Scientific Name: Colinus virginianus.

Bobwhite quail are small, ground-dwelling birds of the fowl family. Adults stand six to seven inches tall and weigh six to seven ounces. Males have a black and white striped head, while females have a brown and white striped head which helps to camouflage them while incubating the eggs. They get their name from their distinctive whistle which sounds like they’re saying “bob white.” This link offers audio clips of the many different calls of the bobwhite.

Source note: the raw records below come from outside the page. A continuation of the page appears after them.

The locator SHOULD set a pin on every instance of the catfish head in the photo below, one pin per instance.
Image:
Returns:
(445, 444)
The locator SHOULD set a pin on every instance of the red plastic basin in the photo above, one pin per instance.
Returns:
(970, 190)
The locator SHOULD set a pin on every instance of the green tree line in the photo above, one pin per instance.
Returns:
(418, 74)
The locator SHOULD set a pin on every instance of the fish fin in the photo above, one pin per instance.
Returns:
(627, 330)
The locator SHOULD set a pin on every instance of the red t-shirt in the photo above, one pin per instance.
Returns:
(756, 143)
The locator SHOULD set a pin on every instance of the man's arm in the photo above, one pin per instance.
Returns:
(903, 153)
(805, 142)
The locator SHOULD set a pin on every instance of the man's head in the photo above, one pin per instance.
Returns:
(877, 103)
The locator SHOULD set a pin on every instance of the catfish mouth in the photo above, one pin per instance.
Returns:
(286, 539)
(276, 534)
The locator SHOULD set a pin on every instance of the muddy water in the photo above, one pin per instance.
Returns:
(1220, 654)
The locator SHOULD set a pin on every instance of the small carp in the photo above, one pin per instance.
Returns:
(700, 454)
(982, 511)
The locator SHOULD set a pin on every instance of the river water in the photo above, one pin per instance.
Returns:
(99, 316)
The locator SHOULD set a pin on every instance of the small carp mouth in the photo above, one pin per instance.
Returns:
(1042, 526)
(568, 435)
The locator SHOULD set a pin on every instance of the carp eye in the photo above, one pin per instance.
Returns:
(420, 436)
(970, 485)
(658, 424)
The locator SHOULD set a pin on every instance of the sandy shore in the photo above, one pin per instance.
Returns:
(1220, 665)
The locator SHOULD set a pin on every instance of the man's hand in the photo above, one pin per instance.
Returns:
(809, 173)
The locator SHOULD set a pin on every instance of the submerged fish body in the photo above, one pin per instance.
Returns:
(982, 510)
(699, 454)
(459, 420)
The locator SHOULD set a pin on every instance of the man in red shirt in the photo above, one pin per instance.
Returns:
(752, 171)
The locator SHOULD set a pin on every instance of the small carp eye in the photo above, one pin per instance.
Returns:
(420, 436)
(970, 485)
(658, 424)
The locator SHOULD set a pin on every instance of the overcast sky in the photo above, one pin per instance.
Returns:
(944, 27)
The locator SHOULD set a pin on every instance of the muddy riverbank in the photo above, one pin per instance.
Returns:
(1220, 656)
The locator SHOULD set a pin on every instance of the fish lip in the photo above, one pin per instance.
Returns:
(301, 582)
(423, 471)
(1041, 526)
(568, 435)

Bobwhite quail are mostly found in the eastern and central United States. They require large expanses of clumped native warm season grasses mixed with annual weeds, legumes, briars, and other woody thickets that offer protection overhead while providing open areas at ground level. They prefer areas where half the ground is exposed and the remainder contains upright growth of herbaceous and woody vegetation. Living requirements change with seasons. In the spring and summer they need grasslands, drainage ditches and roadside and pond edges for nesting, feeding, and roosting cover. In the summer and fall, they require cropland for feeding, dusting, and roosting. In the fall and winter, they depend on dense, brushy areas for food and for escape. They eat primarily grain crops and weed seeds as well as fruits and insects.

During early fall, bobwhite adults and broods form into social groupings with an average of twelve birds. They roost on the ground in a circle with their heads pointed outward which allows them to conserve heat and more easily escape nocturnal predators. They remain in groupings until “spring breakup” at which time they disperse to begin the mating season. Males begin to make the familiar “bob-bob-white” call to attract hens for breeding. Females lay 10 to 20 eggs with an average of twelve, laid one-a-day. Incubation lasts about 23 days, and young are precocial and follow their parents upon hatching.

Bobwhites provided a subsistence food for Native Americans and settlers. They became a big game bird and still are today. They are the most abundant of the six species of quail in the U.S. Bobwhites need a certain kind of habitat in order to survive. Farmers today are asked to leave a thicket border along the edges of their cropland that is suitable for bobwhites.